The federally commissioned study was supposed to summarize existing data to help us determine whether bilingual education helps students who speak other languages learn to read English. The answer is crucial - millions of American children come from homes where languages other than English are spoken. The issue is also politically explosive because of ballot initiatives in California and Arizona, where voters limited bilingual education after ethnically inflammatory campaigns.

The study, which has been talked about for years, is still not out. But it is known that the researchers conclude that bilingual education is helpful to those learning English. That conflicts with the views of some powerful Republicans and conservatives who view such programs as useless or downright harmful.
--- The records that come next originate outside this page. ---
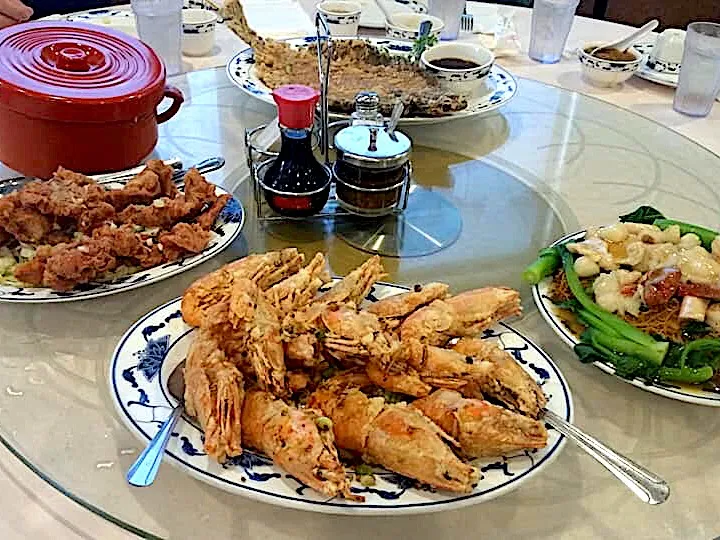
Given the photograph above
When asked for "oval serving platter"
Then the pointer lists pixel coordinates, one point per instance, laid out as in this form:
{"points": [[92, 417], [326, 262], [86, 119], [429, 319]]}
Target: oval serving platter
{"points": [[226, 229], [549, 312], [501, 85], [158, 342]]}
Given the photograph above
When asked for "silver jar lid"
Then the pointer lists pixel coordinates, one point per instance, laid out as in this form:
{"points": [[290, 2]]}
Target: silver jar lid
{"points": [[372, 147]]}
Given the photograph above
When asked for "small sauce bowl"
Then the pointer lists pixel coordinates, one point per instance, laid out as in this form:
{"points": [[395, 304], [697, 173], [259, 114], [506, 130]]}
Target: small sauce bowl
{"points": [[405, 26], [601, 72], [464, 82], [198, 31]]}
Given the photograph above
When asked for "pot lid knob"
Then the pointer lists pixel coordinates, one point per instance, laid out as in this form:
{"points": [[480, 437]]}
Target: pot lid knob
{"points": [[69, 56]]}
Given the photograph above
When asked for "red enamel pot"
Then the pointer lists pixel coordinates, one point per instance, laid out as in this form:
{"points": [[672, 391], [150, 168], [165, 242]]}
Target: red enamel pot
{"points": [[79, 96]]}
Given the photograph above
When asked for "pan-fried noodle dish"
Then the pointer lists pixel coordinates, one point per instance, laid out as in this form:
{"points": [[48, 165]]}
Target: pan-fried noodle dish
{"points": [[642, 294], [356, 66], [404, 383]]}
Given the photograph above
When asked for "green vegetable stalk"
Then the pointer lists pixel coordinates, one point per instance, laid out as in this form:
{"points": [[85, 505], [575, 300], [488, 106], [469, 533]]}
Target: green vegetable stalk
{"points": [[706, 235]]}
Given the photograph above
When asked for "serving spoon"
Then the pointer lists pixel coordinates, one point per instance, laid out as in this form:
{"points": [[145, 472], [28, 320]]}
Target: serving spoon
{"points": [[646, 485], [625, 43]]}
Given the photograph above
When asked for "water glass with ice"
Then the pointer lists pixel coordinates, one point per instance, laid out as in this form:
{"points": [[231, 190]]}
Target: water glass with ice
{"points": [[551, 23], [699, 82], [450, 12], [159, 24]]}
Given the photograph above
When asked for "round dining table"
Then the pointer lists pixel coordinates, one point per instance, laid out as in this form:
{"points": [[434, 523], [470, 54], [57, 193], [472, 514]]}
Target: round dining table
{"points": [[561, 155]]}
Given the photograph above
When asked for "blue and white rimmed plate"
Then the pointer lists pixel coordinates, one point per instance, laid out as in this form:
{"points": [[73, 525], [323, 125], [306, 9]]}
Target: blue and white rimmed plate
{"points": [[549, 312], [501, 86], [648, 73], [226, 229], [157, 343]]}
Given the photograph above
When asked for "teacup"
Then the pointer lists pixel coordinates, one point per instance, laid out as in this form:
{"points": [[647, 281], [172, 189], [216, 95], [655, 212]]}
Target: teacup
{"points": [[666, 54], [342, 17], [198, 31]]}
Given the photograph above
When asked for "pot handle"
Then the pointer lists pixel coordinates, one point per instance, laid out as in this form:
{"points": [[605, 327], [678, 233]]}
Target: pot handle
{"points": [[175, 94]]}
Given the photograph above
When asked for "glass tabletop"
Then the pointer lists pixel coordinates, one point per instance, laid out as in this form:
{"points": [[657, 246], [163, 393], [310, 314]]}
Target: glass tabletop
{"points": [[545, 164]]}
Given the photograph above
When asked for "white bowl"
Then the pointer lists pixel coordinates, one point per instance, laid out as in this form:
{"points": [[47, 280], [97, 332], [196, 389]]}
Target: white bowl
{"points": [[464, 82], [405, 26], [666, 54], [342, 17], [198, 31], [607, 72]]}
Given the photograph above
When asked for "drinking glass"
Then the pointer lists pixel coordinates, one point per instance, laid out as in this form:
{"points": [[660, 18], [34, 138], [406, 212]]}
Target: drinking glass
{"points": [[551, 23], [450, 12], [159, 24], [699, 81]]}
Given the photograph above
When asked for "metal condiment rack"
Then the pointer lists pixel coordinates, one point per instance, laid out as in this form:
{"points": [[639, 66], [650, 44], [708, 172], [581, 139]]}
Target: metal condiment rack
{"points": [[257, 157]]}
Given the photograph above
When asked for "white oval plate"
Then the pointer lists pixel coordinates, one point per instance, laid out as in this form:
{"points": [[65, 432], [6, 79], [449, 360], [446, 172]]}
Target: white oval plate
{"points": [[549, 312], [157, 343], [501, 85], [226, 229]]}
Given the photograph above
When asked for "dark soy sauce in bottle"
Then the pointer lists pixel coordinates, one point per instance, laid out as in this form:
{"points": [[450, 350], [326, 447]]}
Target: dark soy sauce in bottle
{"points": [[295, 184]]}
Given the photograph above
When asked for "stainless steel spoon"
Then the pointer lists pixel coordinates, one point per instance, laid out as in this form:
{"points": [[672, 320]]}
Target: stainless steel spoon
{"points": [[648, 487], [625, 43], [142, 473]]}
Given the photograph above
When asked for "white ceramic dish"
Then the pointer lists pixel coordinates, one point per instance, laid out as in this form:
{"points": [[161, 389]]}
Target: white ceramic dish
{"points": [[549, 312], [499, 88], [198, 31], [466, 82], [405, 26], [154, 345], [227, 228], [373, 17], [341, 17], [602, 72], [666, 55]]}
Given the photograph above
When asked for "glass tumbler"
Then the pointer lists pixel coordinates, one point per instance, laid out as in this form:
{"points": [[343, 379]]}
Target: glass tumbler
{"points": [[450, 12], [159, 24], [699, 81], [551, 23]]}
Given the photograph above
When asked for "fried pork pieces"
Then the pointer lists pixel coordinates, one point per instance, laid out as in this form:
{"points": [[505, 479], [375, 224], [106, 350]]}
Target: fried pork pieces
{"points": [[295, 374], [356, 66], [82, 231]]}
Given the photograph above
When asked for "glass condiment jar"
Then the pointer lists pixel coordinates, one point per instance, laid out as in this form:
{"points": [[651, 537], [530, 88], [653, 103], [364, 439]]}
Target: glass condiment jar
{"points": [[295, 184], [372, 165]]}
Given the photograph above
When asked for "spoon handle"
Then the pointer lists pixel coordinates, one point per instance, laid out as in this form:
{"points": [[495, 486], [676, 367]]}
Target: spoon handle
{"points": [[646, 485], [144, 470]]}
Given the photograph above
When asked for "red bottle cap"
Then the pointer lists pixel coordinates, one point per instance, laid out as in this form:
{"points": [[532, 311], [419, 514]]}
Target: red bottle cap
{"points": [[296, 105]]}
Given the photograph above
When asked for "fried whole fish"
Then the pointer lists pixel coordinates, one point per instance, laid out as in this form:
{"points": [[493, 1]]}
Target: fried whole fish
{"points": [[356, 66]]}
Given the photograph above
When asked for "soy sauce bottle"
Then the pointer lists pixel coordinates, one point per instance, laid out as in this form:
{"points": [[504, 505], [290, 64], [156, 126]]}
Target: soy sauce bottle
{"points": [[296, 184]]}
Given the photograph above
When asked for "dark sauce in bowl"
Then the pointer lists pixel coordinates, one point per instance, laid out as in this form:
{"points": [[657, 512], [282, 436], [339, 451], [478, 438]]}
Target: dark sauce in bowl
{"points": [[453, 63]]}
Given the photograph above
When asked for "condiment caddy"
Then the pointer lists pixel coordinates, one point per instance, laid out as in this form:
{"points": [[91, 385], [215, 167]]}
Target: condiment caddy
{"points": [[370, 176]]}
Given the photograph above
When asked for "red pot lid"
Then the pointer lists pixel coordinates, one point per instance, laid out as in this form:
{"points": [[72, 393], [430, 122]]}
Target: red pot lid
{"points": [[77, 72]]}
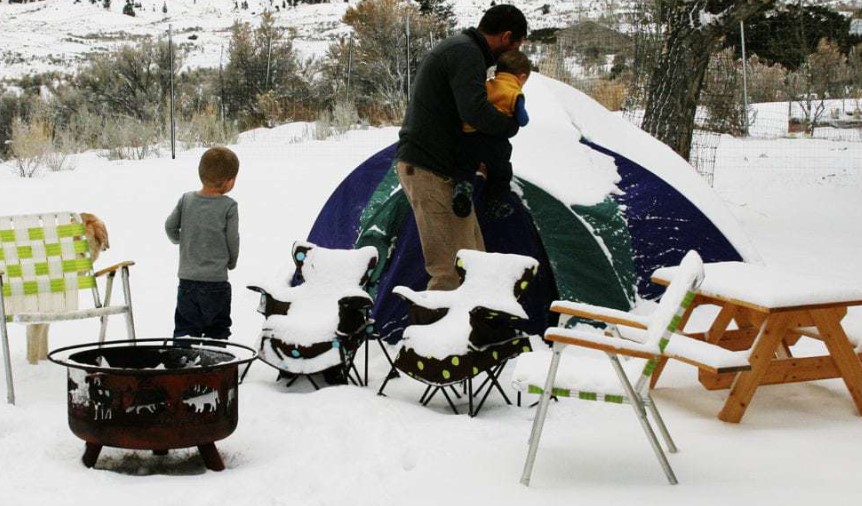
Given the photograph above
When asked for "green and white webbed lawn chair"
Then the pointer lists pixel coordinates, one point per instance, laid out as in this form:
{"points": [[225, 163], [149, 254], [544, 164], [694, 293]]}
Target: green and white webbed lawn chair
{"points": [[44, 263], [640, 341]]}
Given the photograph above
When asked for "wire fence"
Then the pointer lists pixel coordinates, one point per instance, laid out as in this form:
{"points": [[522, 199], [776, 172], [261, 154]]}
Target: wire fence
{"points": [[771, 81]]}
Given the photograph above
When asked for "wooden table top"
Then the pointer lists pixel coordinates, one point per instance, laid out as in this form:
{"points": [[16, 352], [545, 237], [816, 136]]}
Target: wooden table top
{"points": [[768, 289]]}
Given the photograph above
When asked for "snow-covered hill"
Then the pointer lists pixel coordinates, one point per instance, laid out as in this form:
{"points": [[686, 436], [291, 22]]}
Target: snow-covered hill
{"points": [[58, 34]]}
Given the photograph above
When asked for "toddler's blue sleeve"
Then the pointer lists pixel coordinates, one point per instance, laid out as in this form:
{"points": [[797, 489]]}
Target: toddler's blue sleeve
{"points": [[521, 115]]}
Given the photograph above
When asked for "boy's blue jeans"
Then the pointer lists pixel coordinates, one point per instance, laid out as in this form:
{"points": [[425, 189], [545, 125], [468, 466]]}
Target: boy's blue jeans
{"points": [[203, 309]]}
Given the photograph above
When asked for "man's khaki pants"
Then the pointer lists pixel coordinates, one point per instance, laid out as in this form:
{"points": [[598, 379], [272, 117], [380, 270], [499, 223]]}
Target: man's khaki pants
{"points": [[441, 232]]}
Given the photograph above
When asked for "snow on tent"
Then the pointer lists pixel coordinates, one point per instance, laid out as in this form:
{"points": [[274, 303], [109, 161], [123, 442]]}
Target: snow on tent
{"points": [[599, 203]]}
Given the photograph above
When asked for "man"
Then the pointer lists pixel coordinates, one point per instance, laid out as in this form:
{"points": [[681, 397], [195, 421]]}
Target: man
{"points": [[450, 90]]}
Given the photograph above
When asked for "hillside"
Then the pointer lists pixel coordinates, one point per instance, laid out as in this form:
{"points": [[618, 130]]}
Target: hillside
{"points": [[59, 34]]}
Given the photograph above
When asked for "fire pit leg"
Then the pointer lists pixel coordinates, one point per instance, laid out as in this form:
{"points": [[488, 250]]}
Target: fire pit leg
{"points": [[91, 454], [211, 457]]}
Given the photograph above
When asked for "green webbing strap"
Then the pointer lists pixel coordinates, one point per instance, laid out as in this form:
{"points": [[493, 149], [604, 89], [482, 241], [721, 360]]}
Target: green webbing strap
{"points": [[38, 233], [57, 286], [54, 249], [41, 268], [587, 396]]}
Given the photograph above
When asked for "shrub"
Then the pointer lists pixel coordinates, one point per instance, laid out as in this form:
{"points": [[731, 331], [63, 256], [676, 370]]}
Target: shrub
{"points": [[130, 139], [611, 94], [31, 143], [206, 128]]}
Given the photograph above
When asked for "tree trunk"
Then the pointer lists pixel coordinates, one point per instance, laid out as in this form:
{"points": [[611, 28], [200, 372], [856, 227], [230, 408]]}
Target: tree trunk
{"points": [[693, 31]]}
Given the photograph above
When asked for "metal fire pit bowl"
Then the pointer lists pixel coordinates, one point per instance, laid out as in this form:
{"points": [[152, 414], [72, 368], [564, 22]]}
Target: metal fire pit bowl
{"points": [[153, 394]]}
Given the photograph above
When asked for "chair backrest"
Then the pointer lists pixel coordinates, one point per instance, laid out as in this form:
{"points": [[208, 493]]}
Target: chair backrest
{"points": [[334, 269], [676, 299], [46, 258], [494, 275]]}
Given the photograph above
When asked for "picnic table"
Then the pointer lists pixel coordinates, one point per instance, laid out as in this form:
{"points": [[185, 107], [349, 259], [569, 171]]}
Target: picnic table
{"points": [[772, 309]]}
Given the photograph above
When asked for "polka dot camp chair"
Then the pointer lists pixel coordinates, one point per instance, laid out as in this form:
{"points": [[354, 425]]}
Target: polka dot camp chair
{"points": [[319, 324], [44, 264], [457, 335], [640, 341]]}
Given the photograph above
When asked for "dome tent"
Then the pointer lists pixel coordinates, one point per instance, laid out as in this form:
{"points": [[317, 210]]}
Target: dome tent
{"points": [[598, 202]]}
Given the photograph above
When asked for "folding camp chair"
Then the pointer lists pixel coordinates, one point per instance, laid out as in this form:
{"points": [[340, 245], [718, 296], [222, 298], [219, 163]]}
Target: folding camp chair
{"points": [[318, 325], [456, 335], [44, 263], [643, 340]]}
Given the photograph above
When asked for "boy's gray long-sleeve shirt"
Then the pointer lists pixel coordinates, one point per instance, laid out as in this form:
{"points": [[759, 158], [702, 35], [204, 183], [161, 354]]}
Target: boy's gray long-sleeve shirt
{"points": [[207, 230]]}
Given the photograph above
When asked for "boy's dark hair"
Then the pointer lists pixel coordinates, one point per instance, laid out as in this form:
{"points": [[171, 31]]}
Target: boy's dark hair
{"points": [[514, 62], [504, 18], [217, 165]]}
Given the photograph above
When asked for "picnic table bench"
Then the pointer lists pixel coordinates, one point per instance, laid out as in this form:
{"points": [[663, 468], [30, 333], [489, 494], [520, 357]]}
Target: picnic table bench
{"points": [[772, 309]]}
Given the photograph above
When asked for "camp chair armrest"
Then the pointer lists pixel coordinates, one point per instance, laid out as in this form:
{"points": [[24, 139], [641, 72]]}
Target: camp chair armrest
{"points": [[114, 268], [428, 299], [599, 313], [601, 342], [706, 356], [495, 314]]}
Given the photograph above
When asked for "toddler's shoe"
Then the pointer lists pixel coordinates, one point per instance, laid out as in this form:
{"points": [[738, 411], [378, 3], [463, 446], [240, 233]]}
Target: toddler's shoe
{"points": [[462, 199], [498, 209]]}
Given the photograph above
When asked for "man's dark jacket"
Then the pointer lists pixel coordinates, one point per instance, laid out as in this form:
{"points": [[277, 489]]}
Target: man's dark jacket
{"points": [[450, 90]]}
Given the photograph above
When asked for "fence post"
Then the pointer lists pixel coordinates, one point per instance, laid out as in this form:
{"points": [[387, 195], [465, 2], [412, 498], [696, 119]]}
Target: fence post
{"points": [[745, 124], [221, 83], [268, 58], [349, 65], [173, 125], [407, 60]]}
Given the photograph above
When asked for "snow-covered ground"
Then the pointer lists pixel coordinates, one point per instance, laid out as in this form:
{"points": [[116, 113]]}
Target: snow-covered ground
{"points": [[344, 445]]}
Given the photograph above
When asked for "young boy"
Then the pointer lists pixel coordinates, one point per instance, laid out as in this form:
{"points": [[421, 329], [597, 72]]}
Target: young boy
{"points": [[205, 225], [476, 148]]}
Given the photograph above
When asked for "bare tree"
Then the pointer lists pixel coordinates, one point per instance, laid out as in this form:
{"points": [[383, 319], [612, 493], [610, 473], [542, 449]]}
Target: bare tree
{"points": [[693, 30]]}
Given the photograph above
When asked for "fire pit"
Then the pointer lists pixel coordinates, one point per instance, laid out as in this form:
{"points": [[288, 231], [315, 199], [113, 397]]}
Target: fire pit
{"points": [[153, 394]]}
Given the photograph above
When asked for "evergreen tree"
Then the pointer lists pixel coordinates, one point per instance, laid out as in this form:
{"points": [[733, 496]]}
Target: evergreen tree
{"points": [[442, 9]]}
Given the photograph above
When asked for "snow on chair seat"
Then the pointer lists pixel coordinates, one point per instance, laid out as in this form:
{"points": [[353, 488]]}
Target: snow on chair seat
{"points": [[456, 335], [319, 324], [643, 341], [45, 262]]}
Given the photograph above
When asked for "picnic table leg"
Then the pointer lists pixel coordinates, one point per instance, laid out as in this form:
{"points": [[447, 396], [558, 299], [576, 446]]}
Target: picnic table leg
{"points": [[746, 382], [828, 322]]}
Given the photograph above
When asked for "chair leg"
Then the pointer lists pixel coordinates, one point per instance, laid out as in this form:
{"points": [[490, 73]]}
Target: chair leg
{"points": [[539, 420], [659, 421], [449, 400], [365, 371], [638, 405], [7, 358], [245, 371], [109, 289], [127, 293], [469, 386], [386, 380], [493, 384], [422, 399], [433, 393]]}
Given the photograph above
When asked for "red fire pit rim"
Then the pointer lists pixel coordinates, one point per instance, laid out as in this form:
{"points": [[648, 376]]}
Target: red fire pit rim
{"points": [[243, 355]]}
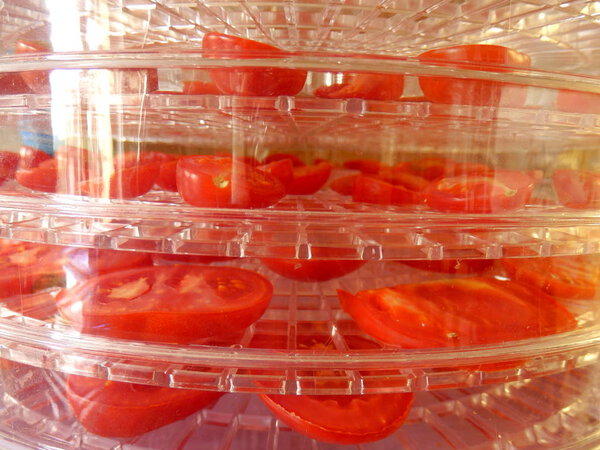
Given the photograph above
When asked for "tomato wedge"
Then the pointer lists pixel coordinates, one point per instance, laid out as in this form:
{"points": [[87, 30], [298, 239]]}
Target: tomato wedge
{"points": [[340, 419], [174, 303], [223, 182], [577, 188], [489, 58], [456, 312], [309, 179], [117, 409], [504, 190], [368, 86], [312, 269], [575, 276], [249, 81]]}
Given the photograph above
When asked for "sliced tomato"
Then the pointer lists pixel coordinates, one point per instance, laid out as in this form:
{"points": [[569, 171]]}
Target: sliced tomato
{"points": [[577, 188], [505, 190], [93, 261], [456, 312], [117, 409], [37, 80], [340, 419], [222, 182], [367, 166], [250, 81], [282, 169], [470, 91], [44, 177], [575, 276], [368, 86], [370, 189], [452, 266], [171, 303], [343, 185], [317, 269], [309, 179]]}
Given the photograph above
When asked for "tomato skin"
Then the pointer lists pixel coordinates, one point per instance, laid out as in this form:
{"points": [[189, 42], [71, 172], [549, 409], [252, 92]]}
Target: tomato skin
{"points": [[456, 312], [174, 303], [578, 189], [261, 81], [493, 58], [576, 277], [451, 266], [367, 86], [342, 419], [370, 189], [505, 190], [40, 178], [117, 409], [222, 182], [309, 179], [94, 261]]}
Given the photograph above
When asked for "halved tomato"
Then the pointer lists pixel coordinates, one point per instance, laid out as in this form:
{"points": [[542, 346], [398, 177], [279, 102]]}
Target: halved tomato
{"points": [[471, 91], [504, 190], [250, 81], [576, 276], [174, 303], [341, 419], [456, 312], [368, 86], [309, 179], [117, 409], [577, 188]]}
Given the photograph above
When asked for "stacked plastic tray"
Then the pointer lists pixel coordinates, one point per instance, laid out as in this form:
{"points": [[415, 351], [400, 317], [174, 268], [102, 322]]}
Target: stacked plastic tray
{"points": [[288, 224]]}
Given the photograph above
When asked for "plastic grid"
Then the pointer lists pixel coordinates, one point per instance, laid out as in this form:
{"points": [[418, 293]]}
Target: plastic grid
{"points": [[557, 34], [557, 412], [33, 335]]}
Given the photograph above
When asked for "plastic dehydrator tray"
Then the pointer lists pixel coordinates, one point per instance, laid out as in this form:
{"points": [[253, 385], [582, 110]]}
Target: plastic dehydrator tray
{"points": [[553, 411]]}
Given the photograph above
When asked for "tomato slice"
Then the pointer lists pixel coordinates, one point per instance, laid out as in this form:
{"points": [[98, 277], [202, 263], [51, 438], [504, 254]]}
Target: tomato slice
{"points": [[341, 419], [456, 312], [117, 409], [368, 86], [222, 182], [451, 266], [370, 189], [94, 261], [309, 179], [577, 188], [492, 58], [505, 190], [174, 303], [248, 81], [44, 177], [312, 269], [575, 276]]}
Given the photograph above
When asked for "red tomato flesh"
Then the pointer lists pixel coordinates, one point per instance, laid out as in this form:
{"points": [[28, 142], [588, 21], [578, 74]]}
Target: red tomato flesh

Given all that, it is natural that some academics would question whether the government backed away from the study because of its conclusions, not its methodology. The Bush administration deserves praise for wading into this politically explosive issue at all. But given the sensitive nature of the subject, it should go out of its way to dispel the impression that the study is being deep-sixed for political reasons. The way to do that, the department seems to recognize, is to surrender the copyright to the researchers right away so they can publish it independently.  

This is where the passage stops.